Se questi fossero tempi normali… no, non esistono tempi normali, mettiamola così: se non ci fosse la pandemia, questa conversazione sarebbe avvenuta a qualche tavolino ingombro di pubblicazioni Oblò e di bicchieri in Piazza delle Erbe a Padova, e saremmo entrambi storti dei troppi spritz e hugo. Invece, siamo ognuno a casa propria e ancora, cosa che va a tutto vantaggio della chiarezza della chiacchierata, sobri.
Così dopo che ho sfogliato questo primo numero dei “Baccanti” con assoluta lucidità, gli dico a Claudio…
Più che il risultato finale, sul quale pesano soprattutto le aspettative estetiche del lettore (e ogni lettore ha le sue), mi interessa il percorso che ti ha portato a decidere di realizzare questa serie… perché è una serie quella che hai in mente, vero?
…e lui mi risponde:
Certo che sarà una serie, ho visto i comic book di Officina Infernale e mi sono convinto che se non hai il tuo comic book personale non sei più nessuno…
Mica hai torto, sai. Sono anni che mi assilla l’idea di un feuilleton tipo tascabili anni Sessanta, cose alla Isabella… una serie tutta mia… comunque, è evidente che ti stai divertendo un casino. Ma immaginiamoci di essere a un festival dove possiamo vendere le cose di Oblò avendo commercio fisico con chi passa dal banchetto. Prendo in mano lo spillato dei Baccanti e la prima cosa che mi colpisce, è la scelta della bicromia. Così sfogliandolo, mi sembra sbilanciata verso il rosso. Ora. Il rosso è uno dei due mie colori preferiti. Ma qui è veramente tanto. È la prima cosa che noto…

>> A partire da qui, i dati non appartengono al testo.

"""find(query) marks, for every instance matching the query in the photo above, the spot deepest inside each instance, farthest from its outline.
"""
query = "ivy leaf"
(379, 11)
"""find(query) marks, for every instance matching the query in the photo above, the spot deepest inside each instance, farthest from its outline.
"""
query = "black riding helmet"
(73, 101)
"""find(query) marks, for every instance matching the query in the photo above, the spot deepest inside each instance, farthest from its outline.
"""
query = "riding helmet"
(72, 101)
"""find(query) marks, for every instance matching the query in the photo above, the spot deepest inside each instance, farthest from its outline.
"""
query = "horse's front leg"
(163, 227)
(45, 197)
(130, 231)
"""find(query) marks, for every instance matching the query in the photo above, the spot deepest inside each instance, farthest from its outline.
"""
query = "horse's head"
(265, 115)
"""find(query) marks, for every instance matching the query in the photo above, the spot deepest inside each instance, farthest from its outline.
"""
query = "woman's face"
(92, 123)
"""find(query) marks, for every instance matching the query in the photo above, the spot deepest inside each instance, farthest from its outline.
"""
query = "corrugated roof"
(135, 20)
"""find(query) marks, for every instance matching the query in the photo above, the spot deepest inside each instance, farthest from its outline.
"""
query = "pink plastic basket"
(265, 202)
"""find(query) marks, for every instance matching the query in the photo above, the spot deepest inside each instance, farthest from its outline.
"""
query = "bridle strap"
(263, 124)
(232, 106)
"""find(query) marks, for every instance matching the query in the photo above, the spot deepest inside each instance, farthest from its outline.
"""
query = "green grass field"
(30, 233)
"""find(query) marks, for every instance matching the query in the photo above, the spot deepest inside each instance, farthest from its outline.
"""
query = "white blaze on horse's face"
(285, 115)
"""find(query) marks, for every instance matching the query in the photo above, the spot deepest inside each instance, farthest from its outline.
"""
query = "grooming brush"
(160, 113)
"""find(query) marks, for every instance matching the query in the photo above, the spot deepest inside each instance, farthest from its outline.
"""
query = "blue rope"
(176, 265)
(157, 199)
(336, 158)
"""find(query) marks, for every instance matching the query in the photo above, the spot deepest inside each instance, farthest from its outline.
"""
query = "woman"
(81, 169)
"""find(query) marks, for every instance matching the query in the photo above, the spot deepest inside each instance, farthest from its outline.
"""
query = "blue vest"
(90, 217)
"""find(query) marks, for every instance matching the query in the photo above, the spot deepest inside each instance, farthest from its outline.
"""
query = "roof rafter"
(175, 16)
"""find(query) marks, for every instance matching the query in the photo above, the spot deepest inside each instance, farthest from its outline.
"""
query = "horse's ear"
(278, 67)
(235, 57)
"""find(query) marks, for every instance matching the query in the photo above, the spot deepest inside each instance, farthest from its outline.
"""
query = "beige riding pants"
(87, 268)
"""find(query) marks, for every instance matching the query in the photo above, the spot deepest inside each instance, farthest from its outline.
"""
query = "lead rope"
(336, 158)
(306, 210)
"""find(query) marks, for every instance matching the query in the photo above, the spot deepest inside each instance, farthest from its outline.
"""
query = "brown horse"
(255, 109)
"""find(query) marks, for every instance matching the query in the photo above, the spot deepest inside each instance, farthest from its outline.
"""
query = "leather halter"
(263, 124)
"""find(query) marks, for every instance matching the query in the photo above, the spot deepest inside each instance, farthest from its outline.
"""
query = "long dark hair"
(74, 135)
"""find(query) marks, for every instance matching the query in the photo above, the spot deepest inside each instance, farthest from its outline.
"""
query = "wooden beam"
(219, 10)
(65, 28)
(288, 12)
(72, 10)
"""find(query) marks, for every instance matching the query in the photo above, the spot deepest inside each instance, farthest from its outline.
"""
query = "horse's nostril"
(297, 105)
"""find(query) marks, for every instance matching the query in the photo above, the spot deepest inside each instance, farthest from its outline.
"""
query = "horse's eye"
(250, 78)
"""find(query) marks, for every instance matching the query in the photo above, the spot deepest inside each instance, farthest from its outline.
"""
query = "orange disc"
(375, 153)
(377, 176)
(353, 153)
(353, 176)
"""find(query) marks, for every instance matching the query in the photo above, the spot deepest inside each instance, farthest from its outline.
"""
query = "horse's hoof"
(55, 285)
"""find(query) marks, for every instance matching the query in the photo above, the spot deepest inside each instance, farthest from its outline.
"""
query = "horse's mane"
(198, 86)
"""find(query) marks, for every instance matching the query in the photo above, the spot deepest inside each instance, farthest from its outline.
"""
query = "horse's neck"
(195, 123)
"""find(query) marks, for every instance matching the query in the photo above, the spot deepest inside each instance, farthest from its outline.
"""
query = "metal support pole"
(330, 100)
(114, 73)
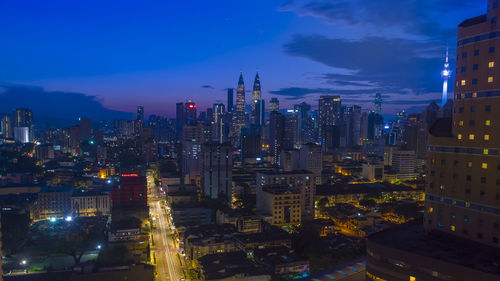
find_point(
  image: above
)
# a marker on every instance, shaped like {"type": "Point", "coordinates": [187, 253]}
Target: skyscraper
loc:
{"type": "Point", "coordinates": [256, 96]}
{"type": "Point", "coordinates": [24, 125]}
{"type": "Point", "coordinates": [462, 199]}
{"type": "Point", "coordinates": [190, 113]}
{"type": "Point", "coordinates": [217, 170]}
{"type": "Point", "coordinates": [230, 99]}
{"type": "Point", "coordinates": [445, 74]}
{"type": "Point", "coordinates": [6, 127]}
{"type": "Point", "coordinates": [239, 113]}
{"type": "Point", "coordinates": [274, 105]}
{"type": "Point", "coordinates": [378, 103]}
{"type": "Point", "coordinates": [329, 113]}
{"type": "Point", "coordinates": [179, 119]}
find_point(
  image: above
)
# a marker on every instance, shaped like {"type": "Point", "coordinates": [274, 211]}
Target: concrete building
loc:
{"type": "Point", "coordinates": [217, 167]}
{"type": "Point", "coordinates": [304, 181]}
{"type": "Point", "coordinates": [282, 203]}
{"type": "Point", "coordinates": [88, 203]}
{"type": "Point", "coordinates": [311, 159]}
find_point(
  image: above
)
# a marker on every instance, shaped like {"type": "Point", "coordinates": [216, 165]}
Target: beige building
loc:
{"type": "Point", "coordinates": [463, 188]}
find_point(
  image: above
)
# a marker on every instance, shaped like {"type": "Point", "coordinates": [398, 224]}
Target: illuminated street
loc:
{"type": "Point", "coordinates": [167, 258]}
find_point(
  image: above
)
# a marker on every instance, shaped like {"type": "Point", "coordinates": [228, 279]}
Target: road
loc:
{"type": "Point", "coordinates": [167, 262]}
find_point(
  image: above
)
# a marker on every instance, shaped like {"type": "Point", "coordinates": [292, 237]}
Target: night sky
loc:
{"type": "Point", "coordinates": [126, 53]}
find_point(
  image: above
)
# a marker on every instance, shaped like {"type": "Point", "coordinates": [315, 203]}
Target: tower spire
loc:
{"type": "Point", "coordinates": [445, 74]}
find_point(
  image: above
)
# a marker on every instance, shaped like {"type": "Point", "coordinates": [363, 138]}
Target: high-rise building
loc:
{"type": "Point", "coordinates": [301, 180]}
{"type": "Point", "coordinates": [218, 130]}
{"type": "Point", "coordinates": [85, 129]}
{"type": "Point", "coordinates": [190, 117]}
{"type": "Point", "coordinates": [329, 114]}
{"type": "Point", "coordinates": [239, 112]}
{"type": "Point", "coordinates": [230, 99]}
{"type": "Point", "coordinates": [217, 170]}
{"type": "Point", "coordinates": [378, 103]}
{"type": "Point", "coordinates": [258, 112]}
{"type": "Point", "coordinates": [132, 191]}
{"type": "Point", "coordinates": [140, 114]}
{"type": "Point", "coordinates": [179, 118]}
{"type": "Point", "coordinates": [462, 199]}
{"type": "Point", "coordinates": [276, 135]}
{"type": "Point", "coordinates": [24, 125]}
{"type": "Point", "coordinates": [6, 127]}
{"type": "Point", "coordinates": [256, 97]}
{"type": "Point", "coordinates": [274, 105]}
{"type": "Point", "coordinates": [311, 159]}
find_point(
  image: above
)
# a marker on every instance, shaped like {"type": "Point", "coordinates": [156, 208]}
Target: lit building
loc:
{"type": "Point", "coordinates": [460, 237]}
{"type": "Point", "coordinates": [230, 99]}
{"type": "Point", "coordinates": [190, 113]}
{"type": "Point", "coordinates": [89, 203]}
{"type": "Point", "coordinates": [256, 97]}
{"type": "Point", "coordinates": [311, 159]}
{"type": "Point", "coordinates": [329, 115]}
{"type": "Point", "coordinates": [282, 203]}
{"type": "Point", "coordinates": [274, 105]}
{"type": "Point", "coordinates": [132, 191]}
{"type": "Point", "coordinates": [239, 112]}
{"type": "Point", "coordinates": [217, 170]}
{"type": "Point", "coordinates": [378, 103]}
{"type": "Point", "coordinates": [6, 127]}
{"type": "Point", "coordinates": [218, 123]}
{"type": "Point", "coordinates": [24, 125]}
{"type": "Point", "coordinates": [304, 181]}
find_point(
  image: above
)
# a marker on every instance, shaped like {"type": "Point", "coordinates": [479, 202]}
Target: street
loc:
{"type": "Point", "coordinates": [165, 247]}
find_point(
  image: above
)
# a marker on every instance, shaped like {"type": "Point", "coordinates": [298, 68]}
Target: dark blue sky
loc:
{"type": "Point", "coordinates": [129, 53]}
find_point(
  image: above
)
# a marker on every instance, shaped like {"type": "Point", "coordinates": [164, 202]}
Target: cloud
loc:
{"type": "Point", "coordinates": [55, 104]}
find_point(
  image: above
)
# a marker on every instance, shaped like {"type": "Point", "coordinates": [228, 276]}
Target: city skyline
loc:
{"type": "Point", "coordinates": [142, 68]}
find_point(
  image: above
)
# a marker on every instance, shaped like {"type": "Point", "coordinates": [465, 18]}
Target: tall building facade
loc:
{"type": "Point", "coordinates": [239, 112]}
{"type": "Point", "coordinates": [6, 127]}
{"type": "Point", "coordinates": [218, 130]}
{"type": "Point", "coordinates": [230, 99]}
{"type": "Point", "coordinates": [24, 125]}
{"type": "Point", "coordinates": [217, 170]}
{"type": "Point", "coordinates": [462, 192]}
{"type": "Point", "coordinates": [256, 98]}
{"type": "Point", "coordinates": [329, 114]}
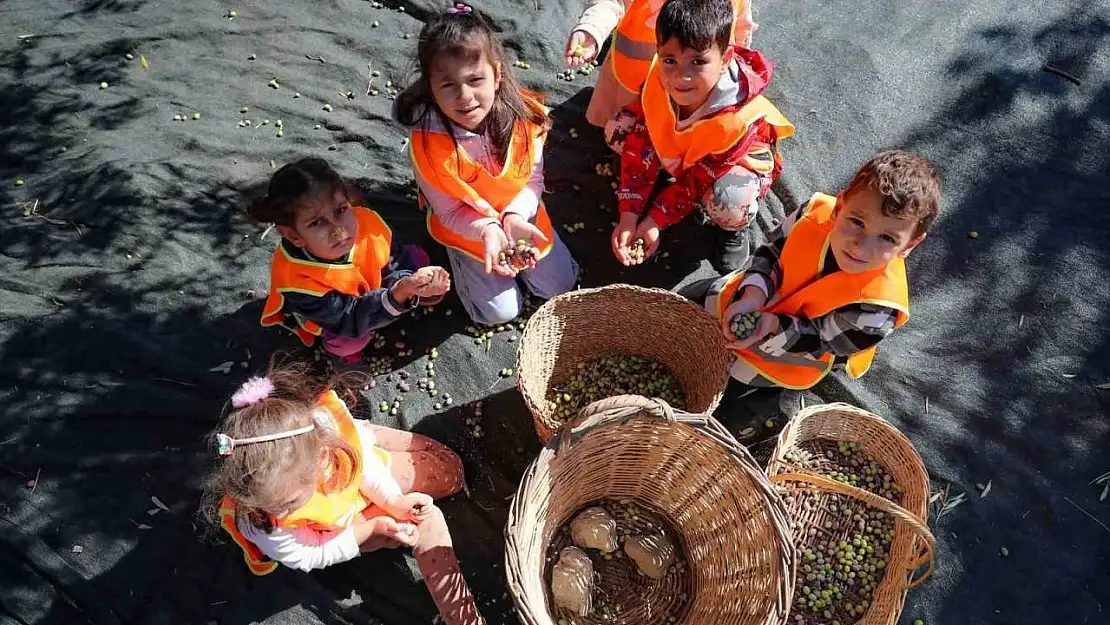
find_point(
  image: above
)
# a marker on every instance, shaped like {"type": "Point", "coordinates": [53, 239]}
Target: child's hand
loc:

Hai ragione, il rosso è tanto. I Baccanti saranno probabilmente sempre in bicromia, anche se il colore cambierà di volta in volta. Diciamo che da qualche tempo, probabilmente coincidente con la mia esperienza su “Linus”, mi sono convinto di “funzionare meglio” con una tinta intermedia tra bianco e nero. E per varie ragioni questa tinta, per i primi due numeri dei Baccanti, non poteva essere altro che rosso. La funzione di questa tinta intermedia è anche quella di… ridurre il mio uso di neri, costringermi a disegnare di più. Probabilmente combinando queste due cose… hai ragione, c’è davvero un sacco di rosso.
Ecco… il disegno. Il tuo segno è cambiato molto. Dall’uso… diciamo, simbolico, come fosse una scrittura, che ne facevi nei primi lavori (probabilmente per gestire al meglio i limiti grafici di cui eri consapevole) e che ci ha dato quelle che per me restano ancora le tue cose migliori: Porto Marghera e l’intervista a Toni Negri, sei approdato a un segno che mi sembra allontanarsi da quel simbolismo originale, per diventare più “mimetico” – con un riferimento diretto – mi sembra- a quello di Gianluca Costantini. Ora. È stato il cambiamento del tuo segno a comportare anche un cambio di genere: dal graphic journalism alla narrativa con taglio feuillettonesco, oppure è stata la tua necessità di raccontare storie inventate ad agire sul tuo segno modificandolo?
Ci sarebbero così tante cose da dire su queste tue due frasi. Intanto ti ricordo che Porto Marghera quando uscì me l’hai stroncato. Fa piacere conoscere la tua opinione qualche anno dopo…
Ah ah ah, ma davvero ho stroncato Porto Marghera? sai che non me lo ricordo… che avevo detto? Comunque, invece, rileggendolo recentemente, l’ho apprezzato almeno quanto il Toni Negri (di quello ne ho sempre parlato bene, ammettilo!) e in parte Dossier Tav.
Ricordo nella Lucca del 2008 che un ragazzo venne da me allo stand Black Velvet a comprare Caro Babbo Natale che usciva in quell’occasione e mi portò una copia di Porto Marghera da dedicare, e mi disse che lo acquistava perché ne avevi parlato tu sul tuo blog, stroncandolo ma, ehi, «se dedica attenzione a questo libro ci sarà pure un perché».
Confermo, sei tra i pochi pochissimi ad avere sempre apprezzato È primavera, il mio flop più clamoroso.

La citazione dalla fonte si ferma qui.